As we can observe on the basis of the presented set, a very similar repertoire of paratexts can be found in the press and the Internet as well as the radio and television where the order of adaptation was inversely proportional to the chronology of media creation. It is newspapers that adapted their front pages to website main pages, meanwhile radio has a schedule similar to the television one. Moreover, the field of paratextuality is elastic, and it has tendencies not only to diversifying changes, but also to the change leading to its enlargement. Only a couple of years ago on Polish television, for instance, there was no headline news between the news jingle and the full presentation of the programme by the anchorperson, meanwhile the flash as a separate television programme was tested some years ago by the Katowice regional channel. The flash had a state of a somehow independent television programme assured by its setup — before and after it, there was a block of commercials and a block of leads. For example, between the headline news there are no programme inserts apart from the jingle.

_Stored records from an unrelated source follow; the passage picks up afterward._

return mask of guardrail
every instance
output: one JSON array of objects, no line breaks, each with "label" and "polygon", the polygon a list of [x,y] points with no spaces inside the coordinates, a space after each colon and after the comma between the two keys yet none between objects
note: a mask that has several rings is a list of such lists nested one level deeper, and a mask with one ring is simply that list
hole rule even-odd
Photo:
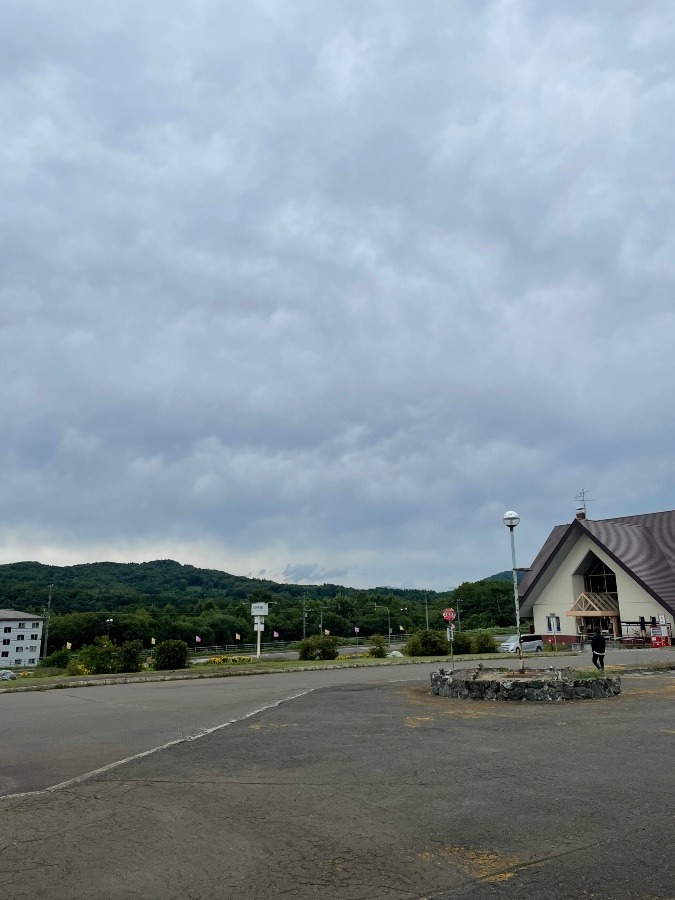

Let us come back to the definition of a paratext. Accustomed to the modernistic academic paradigm, or defining the borders of examined objects and the type of applied methodology, I recognize paratexts as texts which accompany base texts (book, press articles, radio audition) literally. In printed texts, they co-exist with them, meanwhile in oral texts, they anticipate them directly in the chronologocial order. A rich repertoire of what is created generally because of the existence of a given cultural text is not to be entailed with a single research method although it is discernible by a general participant of culture. I think here, for example, about a commercial of a television programme on the radio, in press, as a billboard, poster, cabaret programme based on the television text, gadgets produced for autopromoting purposes of such a television show, interviews about it in press, presentation of the biography of the author as a link on the website of a television channel, presentation of a song or a soundtrack of the television programme on the radio and many other examples of the life of the text life in culture from the first lead upon its existence until the maintaining of the interest in the programme depletes. It may be a sinusoidal interest — just as in case of the Milionerzy1 which started with the first season two years ago with all the above-mentioned postfabricates. Seasons moved along, and the postfabricates faded as well. It changed one more when a new season was opened with a new series of old postfabricates. The aforementioned situation concerns probably every seasonal television show. For this reason, I want to focus on paratexts, not on postfabricates.

1 A competition show similar to Who Wants to be a Millionaire?